Treadmill Consent
Treadmill Consent
I authorize and consent for A. Amiry, M.D., M. Fortsas, M.D., R. Sharma, M.D., J.
Pinto, M.D., or J. Robbins M.D. to perform a procedure known as a stress test or stress
echocardiogram. I have been informed to my satisfaction that this test is being performed
to assist in determining the cause of my discomfort, the state of my heart and circulation
and to assist my doctor in forming an appropriate plan for treatment and my activity
level.
The test, which I will undergo, will be performed on a treadmill with the amount of effort
increasing gradually. This increase in effort will continue until symptoms such as fatigue,
shortness of breath or chest discomfort may appear which would indicate me to stop.
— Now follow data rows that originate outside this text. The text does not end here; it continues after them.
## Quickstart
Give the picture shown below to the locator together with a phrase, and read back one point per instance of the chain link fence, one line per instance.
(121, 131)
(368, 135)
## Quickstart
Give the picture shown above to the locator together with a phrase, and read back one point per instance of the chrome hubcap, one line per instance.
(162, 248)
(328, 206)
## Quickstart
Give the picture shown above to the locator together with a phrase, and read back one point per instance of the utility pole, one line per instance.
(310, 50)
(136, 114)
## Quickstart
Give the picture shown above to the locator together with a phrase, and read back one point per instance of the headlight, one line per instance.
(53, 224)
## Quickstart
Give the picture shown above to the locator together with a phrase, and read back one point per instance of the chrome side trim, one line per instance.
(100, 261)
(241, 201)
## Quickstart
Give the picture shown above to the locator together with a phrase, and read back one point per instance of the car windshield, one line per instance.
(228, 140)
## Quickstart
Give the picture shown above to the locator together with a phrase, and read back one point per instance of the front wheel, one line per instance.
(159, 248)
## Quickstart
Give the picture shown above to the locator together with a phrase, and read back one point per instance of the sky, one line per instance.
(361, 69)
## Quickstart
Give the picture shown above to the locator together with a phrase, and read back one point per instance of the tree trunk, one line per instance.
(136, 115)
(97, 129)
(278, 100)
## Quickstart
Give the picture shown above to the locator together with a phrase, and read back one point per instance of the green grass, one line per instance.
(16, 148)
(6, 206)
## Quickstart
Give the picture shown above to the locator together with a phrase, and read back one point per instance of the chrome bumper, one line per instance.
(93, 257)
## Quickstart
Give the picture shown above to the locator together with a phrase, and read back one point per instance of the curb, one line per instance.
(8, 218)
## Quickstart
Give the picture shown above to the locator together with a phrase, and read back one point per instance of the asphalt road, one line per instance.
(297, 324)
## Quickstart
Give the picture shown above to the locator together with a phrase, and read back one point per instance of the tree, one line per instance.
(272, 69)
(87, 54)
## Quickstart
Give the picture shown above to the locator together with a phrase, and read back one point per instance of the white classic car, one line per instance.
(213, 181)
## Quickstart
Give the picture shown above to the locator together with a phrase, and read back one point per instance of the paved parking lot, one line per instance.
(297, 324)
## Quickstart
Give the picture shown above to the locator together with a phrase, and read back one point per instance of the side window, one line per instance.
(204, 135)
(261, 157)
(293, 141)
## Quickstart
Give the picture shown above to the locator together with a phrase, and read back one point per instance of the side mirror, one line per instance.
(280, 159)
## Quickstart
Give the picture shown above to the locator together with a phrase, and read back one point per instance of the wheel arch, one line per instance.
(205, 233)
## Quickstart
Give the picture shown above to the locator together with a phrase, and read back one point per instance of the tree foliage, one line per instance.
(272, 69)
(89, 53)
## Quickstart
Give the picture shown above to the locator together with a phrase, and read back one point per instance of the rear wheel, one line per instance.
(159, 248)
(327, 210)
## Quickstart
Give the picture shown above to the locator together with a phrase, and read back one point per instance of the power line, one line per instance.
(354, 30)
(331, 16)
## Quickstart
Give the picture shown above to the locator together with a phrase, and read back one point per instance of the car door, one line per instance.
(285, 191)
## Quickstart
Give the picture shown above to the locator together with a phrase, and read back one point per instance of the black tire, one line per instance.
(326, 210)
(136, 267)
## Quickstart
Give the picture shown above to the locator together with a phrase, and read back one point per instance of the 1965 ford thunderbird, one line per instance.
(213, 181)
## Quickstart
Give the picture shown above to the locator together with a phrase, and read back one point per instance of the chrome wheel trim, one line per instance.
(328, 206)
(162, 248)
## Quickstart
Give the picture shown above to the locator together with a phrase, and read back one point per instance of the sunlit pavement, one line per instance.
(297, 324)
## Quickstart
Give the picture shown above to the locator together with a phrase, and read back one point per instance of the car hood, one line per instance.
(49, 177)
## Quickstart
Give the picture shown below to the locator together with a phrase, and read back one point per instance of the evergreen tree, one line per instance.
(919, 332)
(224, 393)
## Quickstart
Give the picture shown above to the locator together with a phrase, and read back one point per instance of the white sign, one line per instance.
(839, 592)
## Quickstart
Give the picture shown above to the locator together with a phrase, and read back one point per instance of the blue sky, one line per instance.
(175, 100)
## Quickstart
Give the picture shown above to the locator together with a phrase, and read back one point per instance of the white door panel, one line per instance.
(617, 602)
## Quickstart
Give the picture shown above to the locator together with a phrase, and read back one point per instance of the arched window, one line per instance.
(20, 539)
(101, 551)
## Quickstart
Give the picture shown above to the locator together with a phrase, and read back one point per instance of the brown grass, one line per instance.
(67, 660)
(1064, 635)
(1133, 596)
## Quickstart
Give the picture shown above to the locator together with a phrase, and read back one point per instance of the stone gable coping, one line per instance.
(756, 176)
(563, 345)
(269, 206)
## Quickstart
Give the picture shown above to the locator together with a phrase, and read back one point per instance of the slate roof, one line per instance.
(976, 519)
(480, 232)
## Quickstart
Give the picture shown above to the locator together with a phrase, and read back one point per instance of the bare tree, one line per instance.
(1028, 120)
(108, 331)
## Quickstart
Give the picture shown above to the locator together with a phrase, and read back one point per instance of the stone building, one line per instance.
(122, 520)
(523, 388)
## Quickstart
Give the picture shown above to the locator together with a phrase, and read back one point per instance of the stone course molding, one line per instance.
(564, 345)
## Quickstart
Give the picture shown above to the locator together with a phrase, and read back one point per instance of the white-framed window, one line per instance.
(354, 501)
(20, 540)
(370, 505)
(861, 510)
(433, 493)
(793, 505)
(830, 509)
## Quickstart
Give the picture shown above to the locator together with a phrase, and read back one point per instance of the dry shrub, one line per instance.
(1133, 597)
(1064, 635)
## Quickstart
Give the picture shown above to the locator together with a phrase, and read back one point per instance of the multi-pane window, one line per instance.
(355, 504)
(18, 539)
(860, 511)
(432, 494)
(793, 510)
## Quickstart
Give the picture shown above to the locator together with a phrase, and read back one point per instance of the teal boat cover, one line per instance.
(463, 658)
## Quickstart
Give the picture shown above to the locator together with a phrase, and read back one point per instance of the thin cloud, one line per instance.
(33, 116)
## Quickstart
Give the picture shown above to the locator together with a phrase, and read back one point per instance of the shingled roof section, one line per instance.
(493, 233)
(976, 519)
During the performance of the test my blood pressure, pulse and electrocardiogram will
be monitored. I recognize that during the test the possibility if certain changes exist.
They include abnormal blood pressure, fainting, disorders of heart beat (increase heart
beat, decrease heart beat or ineffective) and very rare instances of a heart or stoke.
Every effort will be made to minimize them by the preliminary examination and by
observation during the test. Emergency equipment is available to deal with unusual
situations which may arise.
I therefore authorize the doctor to treat my unforeseen condition which may arise. I
know that I may terminate the procedure at any time for any reason.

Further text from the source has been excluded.